On their latest release these Australian afro-guitar enthusiasts seem to be drifting northwards. While their last album Radio free Zimbabwe (2004) took inspiration from the mbira music of Zimbabwe, and the swing grooves of South Africa, Haram Homebrew is drier and harsher. They've taken the trans-Saharan route, and the sun and wind have left their mark.
The first song on this album, Repent, growls with a trembling electric guitar straight out of the desert. The singer atones for his sins: his mobile phone and four wheel drive, the iPod racket and that big pay packet. The fat days are over. The time has come to face the reality of a new world order where the majority world calls the shots.

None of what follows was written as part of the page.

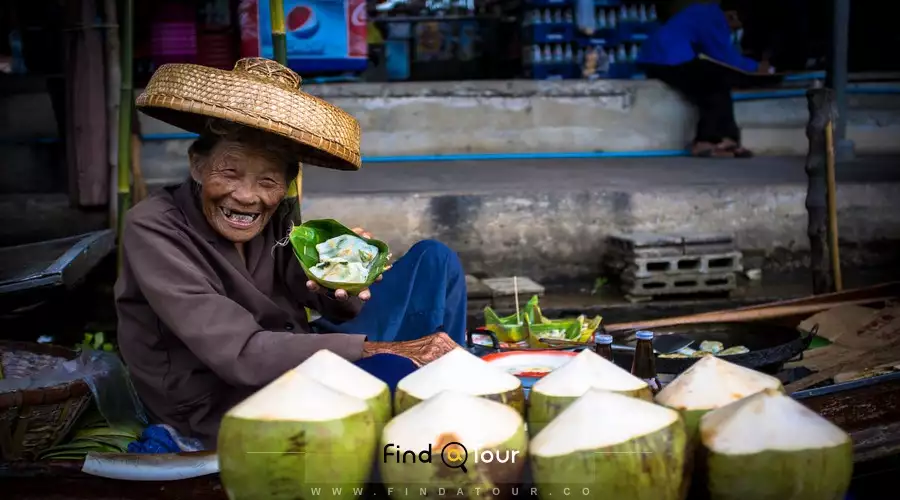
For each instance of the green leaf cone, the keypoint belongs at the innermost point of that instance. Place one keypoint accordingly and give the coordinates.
(293, 437)
(641, 467)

Two potent cover songs are included: Neil Young's Ohio, pure protest, angry and urgent, here featuring twanging acoustic guitars and banjo; and the classic Paul Kelly/Kev Carmody land rights narrative From little things big things grow, transformed from a folksy waltz into thumping r'n'b meets Persian percussion. Wicked!
An evocative instrumental The Hornet of Osama combines pedal steel, trumpet and swooping middle eastern strings. Monoculture celebrates real and imagined micro subcultures: “this must mean something to someone somewhere”. Tourist begins as Senegambian jazz before changing gear for a mbalax-style horn-driven second part.
The band's characteristic interplay of two or more strongly melodic guitars is augmented by banjo, bottleneck slide, dulcimer, pedal steel and sparse horn parts. Frequently drumkit is bypassed in favour of smaller percussion such as bongos and doumbek.
The songwriters, John Laidler and Bernhard Huber won a 2006 Australian Songwriting Association award in the Folk/Acoustic category for the song Unwashed from the Okapi Guitars' CD Blue Kigara, available from CDBaby.